In my opinion, psychological sciences make an important contribution, as evidenced by what we see in clinical practice. According to one group of authors, a small proportion of asthma patients have trait-like stability in terms of how accurately they report their symptoms (whether their perception is in agreement or disagreement with the severity of their actual clinical status).(7) It is likely that such individuals have permanent impairment of the central processing of signals from the neurobiological pathways. Unlike that small group, most asthma patients are inconsistent in their perception ability, which is strongly influenced by expectations and emotional factors that interact with the personality and the context of current situations.(7) In support of this theory, there have been studies suggesting that different triggering factors (such as exercise or nonspecific bronchial challenge) generate various sensations,(8) as do the high levels of anxiety and depression to which such patients are subject.(9) In conclusion, as exemplified by the clinical case described, the language of asthma symptoms is complex and poorly elucidated. This situation underscores the importance of an objective assessment of lung function, especially in patients with asthma that is more unstable and more severe. We should redouble our efforts to listen to such patients, understand their expectations, and identify how they express their discomfort, counseling them appropriately.


Alberto Cukier
Tenured Professor of Pulmonology Department of Pulmonology,
Heart Institute, University of São Paulo School of Medicine Hospital das Clínicas, São Paulo, Brazil



References


1. McFadden ER Jr, Kiser R, DeGroot WJ. Acute bronchial asthma. Relations between clinical and physiologic manifestations. N Engl J Med. 1973;288(5):221-5.

2. Sociedade Brasileira de Pneumologia e Tisiologia. IV Diretrizes Brasileiras para o Manejo da Asma. J Bras Pneumol. 2006;32(Suppl 7):S447-S474.

3. Bateman ED, Bousquet J, Braunstein GL. Is overall asthma control being achieved? A hypothesis-generating study. Eur Respir J. 2001;17(4):589-95.

4. Reck CL, Fiterman-Molinari D, Barreto SS, Fiterman J. Poor perception of dyspnea following methacholine challenge test in patients with asthma. J Bras Pneumol. 2010;36(5):539-44.

5. Souza-Machado A, Cavalcanti MN, Cruz AA. Má percepção da limitação aos fluxos aéreos em pacientes com asma moderada a grave. J Pneumol. 2001;27(4):185-92.

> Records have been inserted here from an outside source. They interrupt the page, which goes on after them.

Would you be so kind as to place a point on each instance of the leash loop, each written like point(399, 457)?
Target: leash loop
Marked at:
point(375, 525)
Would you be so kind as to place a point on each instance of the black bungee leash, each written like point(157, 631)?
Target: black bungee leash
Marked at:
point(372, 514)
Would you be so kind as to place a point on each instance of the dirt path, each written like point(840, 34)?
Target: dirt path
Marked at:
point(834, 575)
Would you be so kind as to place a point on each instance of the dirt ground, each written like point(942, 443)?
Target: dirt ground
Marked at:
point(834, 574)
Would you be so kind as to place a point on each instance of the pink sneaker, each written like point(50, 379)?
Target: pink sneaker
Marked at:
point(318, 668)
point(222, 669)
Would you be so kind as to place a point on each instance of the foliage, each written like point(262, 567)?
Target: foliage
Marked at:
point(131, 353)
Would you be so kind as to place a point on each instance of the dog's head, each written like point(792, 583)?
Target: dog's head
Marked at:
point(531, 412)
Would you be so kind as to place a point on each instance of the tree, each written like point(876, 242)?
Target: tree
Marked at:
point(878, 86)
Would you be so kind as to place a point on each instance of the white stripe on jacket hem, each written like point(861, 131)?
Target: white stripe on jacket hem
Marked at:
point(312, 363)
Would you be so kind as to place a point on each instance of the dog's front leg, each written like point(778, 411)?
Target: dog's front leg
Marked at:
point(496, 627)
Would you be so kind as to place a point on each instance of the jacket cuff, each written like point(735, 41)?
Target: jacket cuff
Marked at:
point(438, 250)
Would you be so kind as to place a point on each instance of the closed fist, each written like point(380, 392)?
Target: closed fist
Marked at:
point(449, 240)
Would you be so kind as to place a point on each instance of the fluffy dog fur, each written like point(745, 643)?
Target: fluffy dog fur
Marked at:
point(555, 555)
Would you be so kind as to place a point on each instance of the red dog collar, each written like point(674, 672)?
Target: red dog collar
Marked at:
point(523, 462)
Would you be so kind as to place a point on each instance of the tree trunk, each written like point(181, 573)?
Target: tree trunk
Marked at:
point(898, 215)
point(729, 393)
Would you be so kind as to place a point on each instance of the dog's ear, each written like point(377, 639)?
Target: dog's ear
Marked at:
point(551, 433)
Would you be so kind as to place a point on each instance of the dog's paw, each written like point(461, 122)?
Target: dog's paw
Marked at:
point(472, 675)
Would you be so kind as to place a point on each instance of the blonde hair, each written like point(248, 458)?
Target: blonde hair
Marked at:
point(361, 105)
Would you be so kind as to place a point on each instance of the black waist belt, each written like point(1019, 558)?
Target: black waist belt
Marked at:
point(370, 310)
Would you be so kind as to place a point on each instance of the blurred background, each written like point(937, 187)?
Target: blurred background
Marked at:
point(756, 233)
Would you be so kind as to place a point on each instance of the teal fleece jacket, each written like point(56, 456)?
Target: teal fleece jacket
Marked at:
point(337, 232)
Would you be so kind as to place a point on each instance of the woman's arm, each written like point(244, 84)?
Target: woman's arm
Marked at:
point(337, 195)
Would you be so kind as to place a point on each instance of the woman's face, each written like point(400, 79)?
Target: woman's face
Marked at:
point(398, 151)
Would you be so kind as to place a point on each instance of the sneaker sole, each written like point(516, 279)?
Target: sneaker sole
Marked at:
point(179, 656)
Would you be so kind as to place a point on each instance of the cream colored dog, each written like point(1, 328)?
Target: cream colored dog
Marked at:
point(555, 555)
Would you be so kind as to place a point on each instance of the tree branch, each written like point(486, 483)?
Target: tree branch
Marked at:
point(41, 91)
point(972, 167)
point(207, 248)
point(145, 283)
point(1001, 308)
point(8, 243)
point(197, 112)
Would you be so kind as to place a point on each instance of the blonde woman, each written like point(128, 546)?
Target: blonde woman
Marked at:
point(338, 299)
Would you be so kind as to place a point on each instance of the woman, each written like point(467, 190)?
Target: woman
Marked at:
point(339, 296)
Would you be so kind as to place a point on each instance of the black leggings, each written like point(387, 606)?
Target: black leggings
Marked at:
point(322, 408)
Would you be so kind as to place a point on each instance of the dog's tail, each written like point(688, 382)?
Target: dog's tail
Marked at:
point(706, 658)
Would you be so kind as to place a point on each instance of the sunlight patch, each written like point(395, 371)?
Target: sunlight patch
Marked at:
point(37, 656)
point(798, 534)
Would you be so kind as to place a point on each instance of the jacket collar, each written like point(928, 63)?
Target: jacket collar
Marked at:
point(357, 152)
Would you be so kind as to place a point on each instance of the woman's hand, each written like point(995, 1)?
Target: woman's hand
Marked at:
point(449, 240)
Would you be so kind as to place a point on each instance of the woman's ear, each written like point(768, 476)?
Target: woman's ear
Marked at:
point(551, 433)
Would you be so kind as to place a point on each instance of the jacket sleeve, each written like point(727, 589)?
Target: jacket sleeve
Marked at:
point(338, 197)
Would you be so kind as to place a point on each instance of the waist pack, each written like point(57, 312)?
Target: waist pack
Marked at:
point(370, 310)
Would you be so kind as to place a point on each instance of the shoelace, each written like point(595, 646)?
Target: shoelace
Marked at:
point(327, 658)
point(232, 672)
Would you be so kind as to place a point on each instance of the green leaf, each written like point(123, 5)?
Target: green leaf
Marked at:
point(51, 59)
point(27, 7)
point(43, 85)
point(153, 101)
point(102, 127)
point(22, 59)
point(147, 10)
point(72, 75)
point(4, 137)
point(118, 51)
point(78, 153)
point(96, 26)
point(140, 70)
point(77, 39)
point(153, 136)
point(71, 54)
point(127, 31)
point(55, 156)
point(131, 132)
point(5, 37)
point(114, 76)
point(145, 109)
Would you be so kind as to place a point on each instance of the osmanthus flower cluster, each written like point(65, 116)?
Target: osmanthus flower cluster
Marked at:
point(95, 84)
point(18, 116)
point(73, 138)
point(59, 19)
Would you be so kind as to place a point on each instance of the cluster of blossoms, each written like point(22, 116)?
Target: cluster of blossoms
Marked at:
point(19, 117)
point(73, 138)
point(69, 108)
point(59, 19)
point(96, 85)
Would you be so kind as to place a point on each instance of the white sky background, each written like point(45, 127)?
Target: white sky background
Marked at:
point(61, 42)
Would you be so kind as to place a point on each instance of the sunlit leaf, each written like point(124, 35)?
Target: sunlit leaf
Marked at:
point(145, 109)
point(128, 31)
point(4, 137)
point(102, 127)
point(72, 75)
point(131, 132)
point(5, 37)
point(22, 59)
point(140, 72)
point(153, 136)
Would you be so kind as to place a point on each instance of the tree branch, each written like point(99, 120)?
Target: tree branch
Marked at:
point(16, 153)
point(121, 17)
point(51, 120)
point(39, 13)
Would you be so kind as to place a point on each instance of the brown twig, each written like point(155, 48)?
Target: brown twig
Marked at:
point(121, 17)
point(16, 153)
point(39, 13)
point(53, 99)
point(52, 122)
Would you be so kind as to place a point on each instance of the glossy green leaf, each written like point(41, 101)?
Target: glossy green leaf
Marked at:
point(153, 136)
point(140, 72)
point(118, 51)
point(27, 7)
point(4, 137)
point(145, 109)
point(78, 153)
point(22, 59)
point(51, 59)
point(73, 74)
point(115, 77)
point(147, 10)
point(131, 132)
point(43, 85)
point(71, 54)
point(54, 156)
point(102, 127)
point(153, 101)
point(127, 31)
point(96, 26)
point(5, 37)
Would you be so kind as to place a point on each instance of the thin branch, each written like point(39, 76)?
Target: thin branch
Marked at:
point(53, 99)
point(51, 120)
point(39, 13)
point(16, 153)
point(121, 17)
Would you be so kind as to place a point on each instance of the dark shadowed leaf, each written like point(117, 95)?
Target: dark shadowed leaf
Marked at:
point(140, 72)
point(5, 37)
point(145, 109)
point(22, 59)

6. Mawhinney H, Spector SL, Heitjan D, Kinsman RA, Dirks JF, Pines I. As-needed medication use in asthma usage patterns and patient characteristics. J Asthma. 1993;30(1):61-71.

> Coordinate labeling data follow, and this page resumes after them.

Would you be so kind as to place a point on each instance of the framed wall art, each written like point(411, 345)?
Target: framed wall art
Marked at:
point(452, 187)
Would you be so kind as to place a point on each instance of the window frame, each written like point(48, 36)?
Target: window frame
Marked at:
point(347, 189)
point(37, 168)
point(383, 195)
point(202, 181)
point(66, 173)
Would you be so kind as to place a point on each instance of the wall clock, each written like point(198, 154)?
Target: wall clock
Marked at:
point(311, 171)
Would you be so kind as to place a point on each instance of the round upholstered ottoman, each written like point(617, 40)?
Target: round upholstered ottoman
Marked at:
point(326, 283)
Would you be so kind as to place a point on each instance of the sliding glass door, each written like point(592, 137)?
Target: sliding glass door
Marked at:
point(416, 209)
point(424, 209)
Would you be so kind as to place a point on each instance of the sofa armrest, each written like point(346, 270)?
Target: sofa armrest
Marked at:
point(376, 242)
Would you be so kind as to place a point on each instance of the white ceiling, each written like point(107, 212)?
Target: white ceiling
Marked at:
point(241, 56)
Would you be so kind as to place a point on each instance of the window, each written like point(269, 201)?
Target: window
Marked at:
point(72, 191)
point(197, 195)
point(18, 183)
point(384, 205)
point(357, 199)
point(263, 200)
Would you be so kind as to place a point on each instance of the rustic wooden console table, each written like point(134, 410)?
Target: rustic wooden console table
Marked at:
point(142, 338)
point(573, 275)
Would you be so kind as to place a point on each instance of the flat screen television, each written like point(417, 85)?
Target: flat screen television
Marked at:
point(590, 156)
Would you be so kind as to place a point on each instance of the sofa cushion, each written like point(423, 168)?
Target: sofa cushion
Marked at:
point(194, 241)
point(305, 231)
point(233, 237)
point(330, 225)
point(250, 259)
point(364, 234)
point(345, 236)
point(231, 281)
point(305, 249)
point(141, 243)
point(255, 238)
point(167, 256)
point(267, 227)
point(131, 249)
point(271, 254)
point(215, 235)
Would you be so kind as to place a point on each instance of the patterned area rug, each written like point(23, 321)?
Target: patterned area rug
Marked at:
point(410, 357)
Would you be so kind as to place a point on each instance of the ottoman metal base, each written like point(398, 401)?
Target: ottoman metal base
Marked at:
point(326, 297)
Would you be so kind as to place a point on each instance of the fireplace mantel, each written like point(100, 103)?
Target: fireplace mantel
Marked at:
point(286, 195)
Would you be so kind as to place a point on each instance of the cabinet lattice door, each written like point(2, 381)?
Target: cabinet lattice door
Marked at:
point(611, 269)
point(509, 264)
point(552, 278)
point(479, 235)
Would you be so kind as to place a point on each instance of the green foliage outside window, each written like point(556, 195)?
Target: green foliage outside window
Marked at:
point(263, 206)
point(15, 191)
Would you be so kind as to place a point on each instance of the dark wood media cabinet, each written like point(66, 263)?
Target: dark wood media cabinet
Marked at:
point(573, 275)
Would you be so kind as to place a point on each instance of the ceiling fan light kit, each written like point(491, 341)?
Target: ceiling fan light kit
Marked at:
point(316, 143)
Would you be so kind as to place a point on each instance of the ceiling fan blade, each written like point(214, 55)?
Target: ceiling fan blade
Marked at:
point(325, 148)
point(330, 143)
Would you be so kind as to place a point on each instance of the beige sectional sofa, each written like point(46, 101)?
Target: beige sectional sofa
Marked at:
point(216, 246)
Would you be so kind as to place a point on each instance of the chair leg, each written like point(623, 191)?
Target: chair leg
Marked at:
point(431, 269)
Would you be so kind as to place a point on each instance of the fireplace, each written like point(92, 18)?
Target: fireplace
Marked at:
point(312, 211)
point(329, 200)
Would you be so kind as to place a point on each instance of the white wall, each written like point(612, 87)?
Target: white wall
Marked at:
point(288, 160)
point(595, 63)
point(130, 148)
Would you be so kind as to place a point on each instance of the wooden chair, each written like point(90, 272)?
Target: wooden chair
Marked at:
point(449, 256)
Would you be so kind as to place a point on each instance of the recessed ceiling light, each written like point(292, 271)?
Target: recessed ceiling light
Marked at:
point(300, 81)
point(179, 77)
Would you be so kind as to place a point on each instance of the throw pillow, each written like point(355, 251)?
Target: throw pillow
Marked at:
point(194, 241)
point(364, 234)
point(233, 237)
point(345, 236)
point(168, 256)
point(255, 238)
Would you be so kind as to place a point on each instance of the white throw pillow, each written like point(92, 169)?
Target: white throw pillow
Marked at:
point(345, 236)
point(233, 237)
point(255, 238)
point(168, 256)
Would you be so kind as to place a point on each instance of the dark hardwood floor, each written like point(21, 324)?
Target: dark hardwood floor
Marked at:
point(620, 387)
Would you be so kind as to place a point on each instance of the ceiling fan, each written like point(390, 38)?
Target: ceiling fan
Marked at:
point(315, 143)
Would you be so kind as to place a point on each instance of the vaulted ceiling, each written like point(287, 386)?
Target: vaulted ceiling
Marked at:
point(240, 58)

7. Janssens T, Verleden G, De Peuter S, Van Diest I, Van den Bergh O. Inaccurate perception of asthma symptoms: a cognitive-affective framework and implications for asthma treatment. Clin Psychol Rev. 2009;29(4):317‑27.

8. Scano G, Stendardi L. Dyspnea and asthma. Curr Opin Pulm Med. 2006;12(1):18-22.

9. Carvalho NS, Ribeiro PR, Ribeiro M, Nunes Mdo P, Cukier A, Stelmach R. Comparing asthma and chronic obstructive pulmonary disease in terms of symptoms of anxiety and depression. J Bras Pneumol. 2007;33(1):1-6.